¿POR QUÉ ENFERMERÍA?

El pasado día 12 de mayo fue el día de la enfermería. Por ello hoy quiero contaros cómo llegué a ser enfermera y trabajar en la Clínica Dermatológica Internacional.

Hay personas que desde sus primeros años de vida tienen muy claro lo que quieren ser de mayores, luego puede ser así o en muchos casos cambiar del todo de rumbo; en mi caso fue muy diferente. Yo siempre fui aquella niña que cuando mis padres llevaban a esquiar volvía diciendo que quería ser profesora de esquí y cuando íbamos a la playa decía que mi sueño era ser socorrista… vamos que era un a chica con las cosas muy claras… aún cuando finalizaba mis estudios de bachiller y tenía que rellenar el documento en el que pones tres opciones con tus preferencias sobre que estudiar yo le di mil vueltas.

Mi padre me decía, “Sandra tu vas para periodista, te encanta escribir y no se te de mal del todo. Y sino para profesora, piensa en tu comodidad en el futuro y te encantan los niños…” Mi madre sin embargo me animaba para tirar por el campo sanitario.

Finalmente escogí comenzar mis estudios de Radiodiagnóstico y francamente me gustó desde los primeros días de clase. Era interesante ver como a través del estudio de imagen puedes diagnosticar tan diferentes patologías y me di cuenta de lo amplias que eran las posibilidades tan diferentes de trabajo, desde una simple radiografía o escáner hasta el trabajo en quirófano, o la unidad de intervencionismo vascular.

Cuando empecé a trabajar en este campo en la Clínica Ruber de Madrid hace 6 años aproximadamente me di cuenta de que sentía un gran vacío interior al desarrollar mi profesión. Me explico mejor, yo realizaba el estudio para diagnosticar al paciente pero luego no sabía si al final se había llegado a tratar, a curar… no tenía un seguimiento de éste. Eso me frustraba ya que yo quería poder hacer más por el paciente. Y tras varios meses de reflexión con este tema comencé mis estudios de enfermería.

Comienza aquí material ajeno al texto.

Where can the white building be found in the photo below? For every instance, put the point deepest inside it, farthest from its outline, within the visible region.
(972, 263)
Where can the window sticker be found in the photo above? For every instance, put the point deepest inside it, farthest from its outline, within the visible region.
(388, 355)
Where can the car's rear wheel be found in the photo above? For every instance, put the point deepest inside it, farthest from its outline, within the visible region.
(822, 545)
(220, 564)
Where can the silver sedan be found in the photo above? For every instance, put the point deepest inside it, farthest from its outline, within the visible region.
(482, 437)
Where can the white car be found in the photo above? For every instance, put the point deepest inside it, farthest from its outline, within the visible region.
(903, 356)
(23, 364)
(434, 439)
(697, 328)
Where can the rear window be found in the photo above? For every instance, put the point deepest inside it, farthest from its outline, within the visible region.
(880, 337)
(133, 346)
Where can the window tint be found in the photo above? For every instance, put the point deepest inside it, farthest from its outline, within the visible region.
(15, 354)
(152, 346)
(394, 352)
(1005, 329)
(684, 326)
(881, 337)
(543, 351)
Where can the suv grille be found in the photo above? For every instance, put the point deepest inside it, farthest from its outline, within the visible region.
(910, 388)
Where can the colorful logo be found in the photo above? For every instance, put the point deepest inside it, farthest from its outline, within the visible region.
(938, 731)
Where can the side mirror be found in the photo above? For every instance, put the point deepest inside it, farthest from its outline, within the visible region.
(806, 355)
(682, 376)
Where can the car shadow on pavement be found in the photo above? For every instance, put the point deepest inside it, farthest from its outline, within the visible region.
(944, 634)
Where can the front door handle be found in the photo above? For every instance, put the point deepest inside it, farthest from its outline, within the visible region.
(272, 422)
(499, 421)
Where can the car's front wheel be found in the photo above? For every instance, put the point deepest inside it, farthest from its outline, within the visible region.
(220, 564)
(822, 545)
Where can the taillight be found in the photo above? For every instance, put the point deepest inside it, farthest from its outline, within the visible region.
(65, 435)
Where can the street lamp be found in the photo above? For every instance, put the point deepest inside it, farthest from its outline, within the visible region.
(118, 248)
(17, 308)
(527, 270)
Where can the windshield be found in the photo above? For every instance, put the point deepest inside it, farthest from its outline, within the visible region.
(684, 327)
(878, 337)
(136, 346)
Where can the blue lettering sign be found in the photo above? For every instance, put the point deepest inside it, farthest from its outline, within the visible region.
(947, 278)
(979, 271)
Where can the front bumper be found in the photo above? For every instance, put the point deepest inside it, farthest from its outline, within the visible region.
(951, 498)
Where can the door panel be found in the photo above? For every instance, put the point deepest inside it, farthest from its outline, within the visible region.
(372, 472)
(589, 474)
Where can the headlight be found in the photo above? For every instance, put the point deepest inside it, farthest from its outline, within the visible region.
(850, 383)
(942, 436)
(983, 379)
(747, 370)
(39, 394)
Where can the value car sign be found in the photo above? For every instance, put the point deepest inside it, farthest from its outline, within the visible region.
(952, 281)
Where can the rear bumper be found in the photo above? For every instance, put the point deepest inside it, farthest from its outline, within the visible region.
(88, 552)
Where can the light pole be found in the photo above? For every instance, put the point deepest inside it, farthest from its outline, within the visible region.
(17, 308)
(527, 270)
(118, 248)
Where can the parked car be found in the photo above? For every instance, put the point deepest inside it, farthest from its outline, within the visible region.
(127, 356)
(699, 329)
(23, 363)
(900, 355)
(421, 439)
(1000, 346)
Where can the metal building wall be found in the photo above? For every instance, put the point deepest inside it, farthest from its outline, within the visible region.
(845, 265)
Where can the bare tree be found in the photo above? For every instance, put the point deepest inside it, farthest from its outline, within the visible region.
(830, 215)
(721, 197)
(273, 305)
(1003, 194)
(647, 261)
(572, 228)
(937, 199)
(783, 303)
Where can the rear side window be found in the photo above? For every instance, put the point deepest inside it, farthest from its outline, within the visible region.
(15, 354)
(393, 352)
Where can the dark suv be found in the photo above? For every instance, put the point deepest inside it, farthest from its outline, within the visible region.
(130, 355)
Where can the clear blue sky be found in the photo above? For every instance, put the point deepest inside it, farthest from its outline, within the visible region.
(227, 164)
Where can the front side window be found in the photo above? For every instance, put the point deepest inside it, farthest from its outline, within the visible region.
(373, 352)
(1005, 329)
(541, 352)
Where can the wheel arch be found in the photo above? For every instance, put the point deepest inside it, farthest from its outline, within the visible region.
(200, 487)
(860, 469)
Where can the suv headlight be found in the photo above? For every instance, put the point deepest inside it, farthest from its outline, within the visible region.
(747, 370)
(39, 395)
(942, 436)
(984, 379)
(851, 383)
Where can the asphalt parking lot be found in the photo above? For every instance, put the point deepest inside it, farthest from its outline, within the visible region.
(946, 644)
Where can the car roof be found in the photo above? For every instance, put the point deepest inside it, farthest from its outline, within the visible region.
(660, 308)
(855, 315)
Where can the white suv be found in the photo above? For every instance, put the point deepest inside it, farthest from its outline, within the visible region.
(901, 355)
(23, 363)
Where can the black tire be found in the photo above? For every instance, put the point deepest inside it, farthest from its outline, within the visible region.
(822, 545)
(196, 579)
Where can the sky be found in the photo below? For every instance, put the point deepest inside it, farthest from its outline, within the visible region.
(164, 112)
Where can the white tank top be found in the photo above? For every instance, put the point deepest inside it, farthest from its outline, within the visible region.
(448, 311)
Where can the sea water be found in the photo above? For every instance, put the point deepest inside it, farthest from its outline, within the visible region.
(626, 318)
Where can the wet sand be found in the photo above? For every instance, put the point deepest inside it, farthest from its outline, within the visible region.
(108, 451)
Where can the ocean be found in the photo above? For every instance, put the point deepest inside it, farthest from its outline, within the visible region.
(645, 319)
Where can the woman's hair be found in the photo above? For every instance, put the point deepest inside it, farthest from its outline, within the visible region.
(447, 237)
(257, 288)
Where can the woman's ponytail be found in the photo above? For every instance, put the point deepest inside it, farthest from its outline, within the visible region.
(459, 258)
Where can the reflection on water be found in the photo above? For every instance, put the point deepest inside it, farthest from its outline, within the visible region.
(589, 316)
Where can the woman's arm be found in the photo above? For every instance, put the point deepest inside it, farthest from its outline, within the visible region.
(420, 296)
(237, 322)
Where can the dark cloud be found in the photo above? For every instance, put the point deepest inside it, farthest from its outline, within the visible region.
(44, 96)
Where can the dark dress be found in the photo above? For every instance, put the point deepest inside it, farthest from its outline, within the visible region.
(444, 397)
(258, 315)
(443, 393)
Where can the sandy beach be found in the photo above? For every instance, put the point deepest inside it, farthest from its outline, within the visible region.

Durante los años de carrera nunca llegué a tener claro que mi decisión hubiese sido la correcta ya que veía que perdía oportunidades laborales porque el estudio me quitaba mucho tiempo y además tras hacer las prácticas en hospitales en los servicios de UCI, cardiología pediátrica congénita y psiquiatría tenía claro que eso no sería lo mío. Quería ayudar al paciente pero "sin morir en el intento"… y digo esto porque viví la experiencia de que me involucrada demasiado con mis pacientes y me traía sus problemas de salud a casa… fue una época dura ya que trabajar en ciertos servicios de hospitalización iban a costarme una depresión. Es en estos momentos en los que necesitas que una madre te diga, “Sandra tienes que aprender a separar el trabajo de tu vida personal, seguro que hay otras especialidades de la enfermería en las que te encuentras a gusto.”

Y así fue, durante mi última rotación de prácticas de la carrera estuve en comunitaria. Eso era algo que me apasionaba, trabajar en el centro de salud, tener mi propia consulta de enfermería, asistir a realizar cuidados domiciliarios como curas, dar cursos de prevención de la salud…. ¡sin duda eso era lo mío! Mis compañeras de la universidad me decían ¿de verdad que preferirías trabajar en un centro de salud que en una urgencia? Y es que detrás de cada enfermera hay un perfil diferente, y en un campo tan amplio cada uno tiene que encontrar cuál es el suyo.

Hoy puedo decir que yo he encontrado el mío; trabajar en la Clínica Dermatológica Internacional me aporta diariamente lo que actualmente yo necesito de mi profesión: trabajar en consulta de la mano de los mejores médicos dermatólogos, tener mi propia citación para realizar técnicas, curas; instrumentar en quirófano, realizar actividades de educación para la salud… No sabemos las vueltas que da la vida, ni que nos deparará el futuro dentro de unos años pero hoy puedo decir que soy feliz con mi trabajo.

A raíz de todo esto me gustaría dedicar este post a una persona que lleva en la sangre la enfermería desde sus primeros pasos, y es que hay personas que nacen sabiendo qué serán de mayor, y hablo de mi compañera Maricela, de quien entre risas y disciplina aprendo tanto cada día.